А ведь шанс был. Сейчас, на грани отчаяния, он манит. Жаль, поздно.
Бонапарт явился в Вену второй раз, и второй раз Людвиг его проклял. Впервые, четыре года назад, ему разве что не выстлали ковром улицы, не забросали путь цветами. То был вход триумфатора: Габсбурги, потерпев несколько кровавых поражений, не решились по-настоящему обороняться. Ульм, Рид, Вертинген[78] – все это повыдергало перья из и так дышащего на ладан Франца, и Вену он просто отдал, сам же сбежал, суля, что продолжит бои и отвоюет свою твердыню назад. Малодушие он продал как милосердие: большинство брошенных ему даже поверили.

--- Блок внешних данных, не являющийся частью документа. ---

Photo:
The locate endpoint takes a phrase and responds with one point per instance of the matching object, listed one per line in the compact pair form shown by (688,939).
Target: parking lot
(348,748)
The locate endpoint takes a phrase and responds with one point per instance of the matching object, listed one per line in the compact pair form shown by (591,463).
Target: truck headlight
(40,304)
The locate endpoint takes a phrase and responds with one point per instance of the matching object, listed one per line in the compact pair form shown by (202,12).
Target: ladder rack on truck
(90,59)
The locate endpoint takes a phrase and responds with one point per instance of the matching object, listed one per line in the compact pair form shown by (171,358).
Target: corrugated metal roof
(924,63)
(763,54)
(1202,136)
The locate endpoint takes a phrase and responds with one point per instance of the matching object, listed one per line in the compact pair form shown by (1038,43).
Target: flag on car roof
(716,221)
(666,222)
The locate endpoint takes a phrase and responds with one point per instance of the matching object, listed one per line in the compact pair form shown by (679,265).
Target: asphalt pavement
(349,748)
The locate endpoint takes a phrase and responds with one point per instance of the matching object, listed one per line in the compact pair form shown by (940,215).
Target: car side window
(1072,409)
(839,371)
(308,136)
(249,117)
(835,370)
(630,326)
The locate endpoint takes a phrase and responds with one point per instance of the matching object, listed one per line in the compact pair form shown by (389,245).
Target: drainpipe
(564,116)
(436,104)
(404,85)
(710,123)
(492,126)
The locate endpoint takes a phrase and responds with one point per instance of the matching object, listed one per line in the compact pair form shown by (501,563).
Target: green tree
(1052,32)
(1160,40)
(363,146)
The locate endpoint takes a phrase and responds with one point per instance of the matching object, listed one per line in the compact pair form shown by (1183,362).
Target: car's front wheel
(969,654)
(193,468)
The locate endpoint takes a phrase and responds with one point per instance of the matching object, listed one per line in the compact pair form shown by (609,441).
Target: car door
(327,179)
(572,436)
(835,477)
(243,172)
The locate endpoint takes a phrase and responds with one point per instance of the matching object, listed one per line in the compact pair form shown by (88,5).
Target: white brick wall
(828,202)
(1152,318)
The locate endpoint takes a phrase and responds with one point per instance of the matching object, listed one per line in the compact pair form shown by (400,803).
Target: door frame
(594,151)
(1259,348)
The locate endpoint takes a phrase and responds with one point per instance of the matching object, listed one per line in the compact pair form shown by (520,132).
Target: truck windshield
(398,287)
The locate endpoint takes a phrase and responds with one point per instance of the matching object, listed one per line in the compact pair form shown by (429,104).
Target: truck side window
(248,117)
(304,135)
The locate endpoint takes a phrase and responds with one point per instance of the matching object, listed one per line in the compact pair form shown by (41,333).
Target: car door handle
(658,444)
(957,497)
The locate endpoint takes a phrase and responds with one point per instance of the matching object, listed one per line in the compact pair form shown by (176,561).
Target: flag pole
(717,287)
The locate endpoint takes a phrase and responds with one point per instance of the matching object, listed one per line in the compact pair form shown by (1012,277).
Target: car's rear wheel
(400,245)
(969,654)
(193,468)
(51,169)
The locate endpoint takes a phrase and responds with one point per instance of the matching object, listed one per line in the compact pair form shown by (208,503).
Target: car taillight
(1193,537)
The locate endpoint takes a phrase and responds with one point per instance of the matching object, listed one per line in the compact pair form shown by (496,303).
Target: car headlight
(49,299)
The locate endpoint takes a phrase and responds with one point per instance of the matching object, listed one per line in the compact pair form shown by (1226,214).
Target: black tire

Ирония… тогда, в ясный ноябрьский день на забитой Грабен, Людвиг наконец увидел того, чье имя окутывал ореолом, того, за встречу с кем отдал бы пару лет жизни. Кто предстал перед ним? Коренастый невзрачный человек, «породы» которому не прибавляли ни высокая шляпа, ни великолепный мундир. У человека были выразительные черты, но более – ничего выразительного. Даже взгляд не леденил решимостью, как писали восторженные поэты из круга таких же облапошенных приятелей Людвига. Взгляд Наполеона казался водянистым, а сам он – оплывшим, набитым пухом, этакое чучелко на куда более блистательной, чем оно само, кобыле. Он приблизился. По рядам пробежали тревожные шепотки, кто-то намекал, что нужно поклониться. Некоторые правда поклонились, но не Людвиг, он не поддался на вопиющий триумф трусости. Как и многие, он стоял прямо, не опускал глаз, сжимал зубы. Рядом высокий жилистый грек – скорее всего, с Фляйшмаркт[79] – процедил: «Κατακτητές, проваливайте домой!» – а потом рыкнул это вслух, но Наполеон уже удалялся в сторону Хофбурга. Провожая французскую процессию взглядом, Людвиг захлебывался от презрения к собственному императору и ненависти к чужому.
С головой гнев захлестнул его уже спустя пару недель – когда первая опера, выстраданная «Леонора»[80], прошла в театре наполовину пустом, а на другую – заполненном пьяными французскими офицерами. Они хлопали пробками игристого и галдели, свистели, периодически орали что-то оркестру и актерам. Главная героиня – храбрая девушка, переодевшаяся мужчиной, чтобы спасти плененного тираном мужа-революционера, – несказанно их забавляла. Они не сопереживали ее мучительной борьбе, зато сочно рассказывали, что и как сделали бы с исполнительницей роли. Сам Людвиг не слышал, но видел – по беснующимся в зале фигурам в мундирах, по дергающимся глазам и губам музыкантов, по юному личику Паулины Анны[81], вопреки унижениям героически боровшейся со сложными ариями. Людвиг дирижировал, всех ободрял, но в мыслях был не с оркестром. Он огненным демоном метался по зале с мечом, он рубил головы – каждому из молодчиков, воспитанных на пошлых кружевах французского искусства, на пустой революционной патетике, которая, похоже, не стоила и выеденного яйца перед лицом настоящего героизма. Обезглавить всех, да, а остальное бросить собакам, если в столице осталось довольно собак, – вот чего Людвиг хотел. Но, как влитой, он оставался на месте, не позволял маске гордого спокойствия упасть с лица, и по властным жестам его творилась никому не нужная музыка.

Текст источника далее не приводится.